Does postpartum depression increase the risk of future depression?
Yes. A history of PPD is one of the strongest predictors of major depressive disorder later in life. Women who have had PPD should discuss ongoing mood monitoring, especially during perimenopause, when estrogen fluctuation can re-trigger depressive episodes.

References

  1. American College of Obstetricians and Gynecologists. Screening for Perinatal Depression. Committee Opinion Number 757. November 2018.
  2. U.S. Preventive Services Task Force. Perinatal Depression: Preventive Interventions. Final Recommendation Statement. 2023.
  3. Cuijpers P, et al. Interpersonal psychotherapy for mental health problems: a comprehensive meta-analysis. Am J Psychiatry. 2016;173(7):680-687.
  4. Brexanolone (Zulresso) Prescribing Information. Sage Therapeutics. 2019.
  5. Meltzer-Brody S, et al. Brexanolone injection in post-partum depression: two multicentre, double-blind, randomised, placebo-controlled, phase 3 trials. Lancet. 2018;392(10152):1058-1070.
  6. Zuranolone (Zurzuvae) Prescribing Information. Biogen/Sage Therapeutics. 2023.
  7. Deligiannidis KM, et al. Zuranolone for the treatment of postpartum depression. Am J Obstet Gynecol. 2023;228(6):683-693.
  8. Cooper WO, et al. Antidepressant use and risk of persistent pulmonary hypertension of the newborn. JAMA. 2015;313(11):1107-1116.
  9. Anderson PO. Drugs in Lactation. Obstet Gynecol. 2015;125(4):884-901.
  10. American College of Obstetricians and Gynecologists. Clinical Practice Guideline: Integration of Findings of the Task Force on Research Specific to Pregnant Women and Lactating Women. 2023.
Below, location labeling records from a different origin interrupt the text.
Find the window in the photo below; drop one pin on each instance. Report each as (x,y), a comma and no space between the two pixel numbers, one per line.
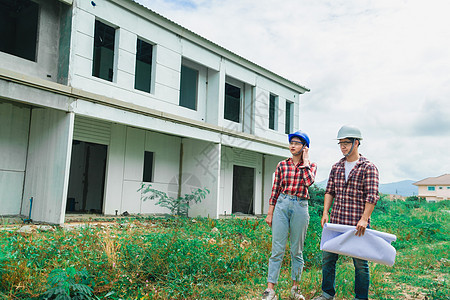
(232,103)
(188,87)
(148,167)
(19,28)
(143,70)
(273,111)
(289,117)
(103,60)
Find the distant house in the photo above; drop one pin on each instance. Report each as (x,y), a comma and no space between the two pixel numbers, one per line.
(434,188)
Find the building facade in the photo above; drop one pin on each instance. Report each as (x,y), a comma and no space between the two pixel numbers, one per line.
(99,97)
(434,189)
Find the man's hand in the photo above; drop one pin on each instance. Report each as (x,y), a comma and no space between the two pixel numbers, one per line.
(361,227)
(305,156)
(269,219)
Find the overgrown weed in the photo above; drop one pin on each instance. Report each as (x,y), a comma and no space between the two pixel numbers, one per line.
(202,258)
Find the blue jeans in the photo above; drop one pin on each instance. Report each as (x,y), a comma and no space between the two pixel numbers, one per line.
(290,217)
(362,276)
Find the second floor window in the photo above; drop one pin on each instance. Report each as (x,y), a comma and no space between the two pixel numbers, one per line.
(19,28)
(232,103)
(103,60)
(143,70)
(188,87)
(273,111)
(147,176)
(289,117)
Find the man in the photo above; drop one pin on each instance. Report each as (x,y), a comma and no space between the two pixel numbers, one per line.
(288,212)
(353,185)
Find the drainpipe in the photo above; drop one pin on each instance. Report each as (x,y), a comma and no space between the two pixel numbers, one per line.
(180,169)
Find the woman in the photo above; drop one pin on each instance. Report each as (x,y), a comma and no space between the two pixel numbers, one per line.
(288,212)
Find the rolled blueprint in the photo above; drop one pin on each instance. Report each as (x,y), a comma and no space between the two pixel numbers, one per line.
(373,245)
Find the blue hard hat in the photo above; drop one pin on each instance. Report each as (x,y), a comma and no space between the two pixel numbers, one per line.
(301,135)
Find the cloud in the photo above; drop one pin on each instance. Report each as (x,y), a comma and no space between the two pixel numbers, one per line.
(381,65)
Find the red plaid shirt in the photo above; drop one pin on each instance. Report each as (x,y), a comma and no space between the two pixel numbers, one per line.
(292,179)
(350,197)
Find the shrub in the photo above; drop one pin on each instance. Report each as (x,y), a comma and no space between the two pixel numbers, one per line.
(178,206)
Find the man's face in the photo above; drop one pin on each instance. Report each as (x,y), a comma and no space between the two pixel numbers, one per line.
(345,145)
(295,146)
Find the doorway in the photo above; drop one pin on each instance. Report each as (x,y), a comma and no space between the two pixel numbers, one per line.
(87,178)
(243,190)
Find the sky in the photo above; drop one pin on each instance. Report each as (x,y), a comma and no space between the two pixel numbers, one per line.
(381,65)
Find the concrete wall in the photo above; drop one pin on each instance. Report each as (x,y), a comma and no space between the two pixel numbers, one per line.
(170,50)
(14,124)
(201,170)
(47,170)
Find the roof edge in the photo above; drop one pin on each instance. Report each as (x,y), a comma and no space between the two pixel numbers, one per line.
(166,23)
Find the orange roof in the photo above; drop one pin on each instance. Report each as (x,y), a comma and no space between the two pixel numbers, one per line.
(440,180)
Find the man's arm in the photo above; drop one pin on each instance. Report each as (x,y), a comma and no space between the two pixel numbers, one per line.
(270,215)
(364,221)
(327,202)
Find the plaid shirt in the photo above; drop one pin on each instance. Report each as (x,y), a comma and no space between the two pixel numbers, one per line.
(292,179)
(350,197)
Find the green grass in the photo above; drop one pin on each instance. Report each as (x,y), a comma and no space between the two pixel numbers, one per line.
(180,258)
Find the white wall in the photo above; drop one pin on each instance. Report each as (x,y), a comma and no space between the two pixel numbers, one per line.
(14,123)
(47,170)
(114,170)
(270,164)
(201,170)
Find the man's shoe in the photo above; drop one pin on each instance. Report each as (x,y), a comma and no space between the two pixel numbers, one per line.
(322,297)
(295,294)
(269,294)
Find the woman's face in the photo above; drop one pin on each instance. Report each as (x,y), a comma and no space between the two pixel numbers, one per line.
(295,146)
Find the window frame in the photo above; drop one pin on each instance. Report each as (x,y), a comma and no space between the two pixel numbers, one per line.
(145,167)
(289,117)
(152,66)
(34,39)
(193,67)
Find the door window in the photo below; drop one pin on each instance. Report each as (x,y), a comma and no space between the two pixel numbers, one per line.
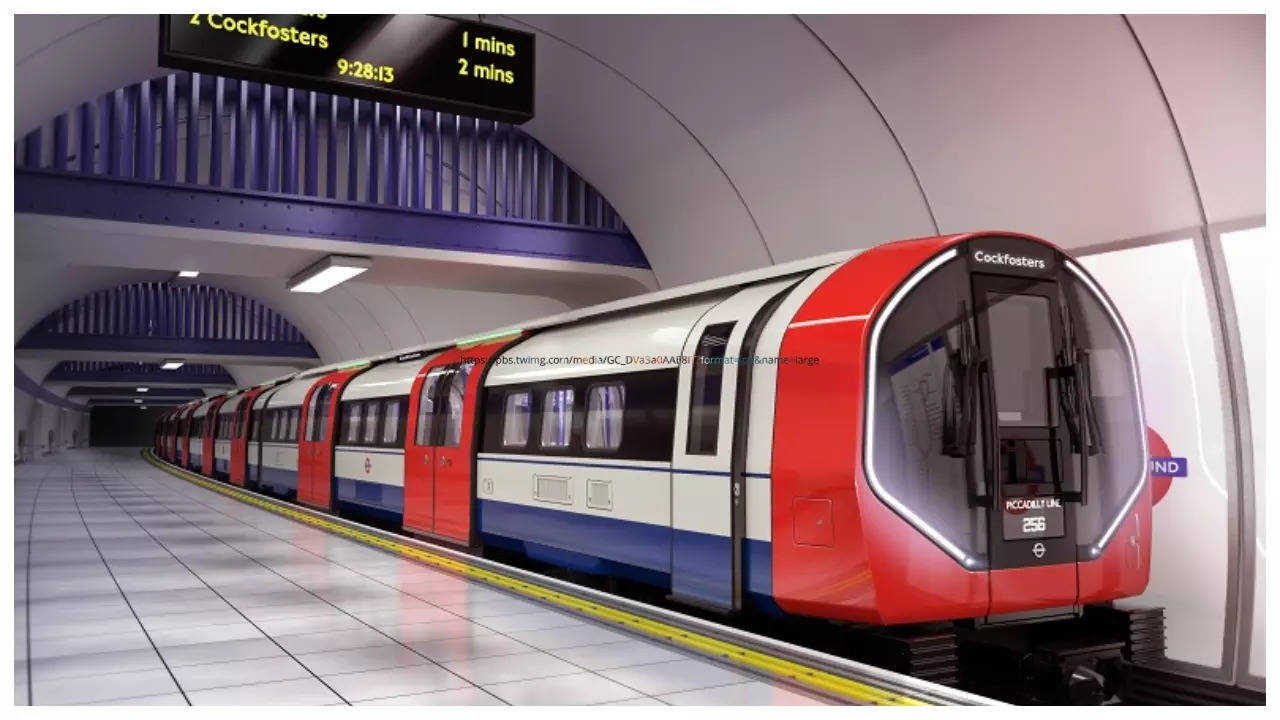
(351,434)
(604,406)
(557,417)
(456,402)
(373,410)
(424,434)
(391,422)
(704,396)
(515,419)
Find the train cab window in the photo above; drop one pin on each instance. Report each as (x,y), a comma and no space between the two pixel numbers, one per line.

  11. Cooper PJ, Murray L. Course and recurrence of postnatal depression. Br J Psychiatry. 1995;166(2):191-195.
  12. NCBIBookshelf. Postpartum Thyroiditis. StatPearls. 2023.
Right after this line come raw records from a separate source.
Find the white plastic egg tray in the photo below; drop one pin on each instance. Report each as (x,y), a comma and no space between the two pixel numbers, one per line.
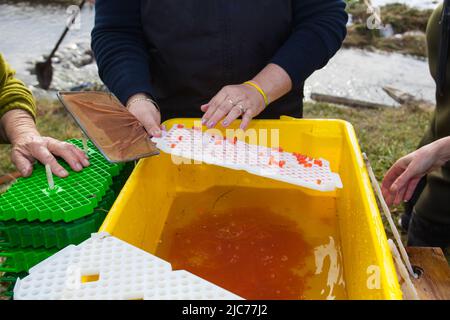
(271,163)
(115,270)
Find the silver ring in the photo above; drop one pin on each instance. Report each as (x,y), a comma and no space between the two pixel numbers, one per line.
(241,108)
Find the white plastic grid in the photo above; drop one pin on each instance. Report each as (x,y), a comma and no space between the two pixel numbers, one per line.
(235,154)
(120,271)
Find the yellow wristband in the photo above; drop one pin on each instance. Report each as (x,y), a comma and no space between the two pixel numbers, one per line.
(254,85)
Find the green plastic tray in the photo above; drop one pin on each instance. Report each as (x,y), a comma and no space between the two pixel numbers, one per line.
(72,198)
(25,234)
(20,260)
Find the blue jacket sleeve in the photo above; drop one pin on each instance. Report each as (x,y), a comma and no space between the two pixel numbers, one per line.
(319,28)
(120,48)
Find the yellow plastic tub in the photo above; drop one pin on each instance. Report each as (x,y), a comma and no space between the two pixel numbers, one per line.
(160,194)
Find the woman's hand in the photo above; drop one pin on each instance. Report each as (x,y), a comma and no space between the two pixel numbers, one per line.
(402,178)
(232,102)
(28,145)
(147,113)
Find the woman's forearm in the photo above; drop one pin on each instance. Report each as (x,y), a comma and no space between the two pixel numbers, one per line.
(16,123)
(274,81)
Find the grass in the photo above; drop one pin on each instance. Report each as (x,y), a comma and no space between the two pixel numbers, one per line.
(384,135)
(401,17)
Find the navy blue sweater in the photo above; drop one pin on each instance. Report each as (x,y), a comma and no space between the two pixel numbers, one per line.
(183,52)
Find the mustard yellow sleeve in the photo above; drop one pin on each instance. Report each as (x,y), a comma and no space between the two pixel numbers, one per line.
(13,92)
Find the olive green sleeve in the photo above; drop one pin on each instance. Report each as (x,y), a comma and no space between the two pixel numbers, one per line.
(13,92)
  13. Loughnan SA, et al. Efficacy of internet-delivered psychological interventions for perinatal depression: a meta-analysis. JAMA Psychiatry. 2022;79(6):567-576.
  14. Kaiser Family Foundation. Medicaid Postpartum Coverage Extension Tracker. 2025.
  15. U.S. Department of Labor. Mental Health Parity and Addiction Equity Act Final Rule 2024. Fact Sheet.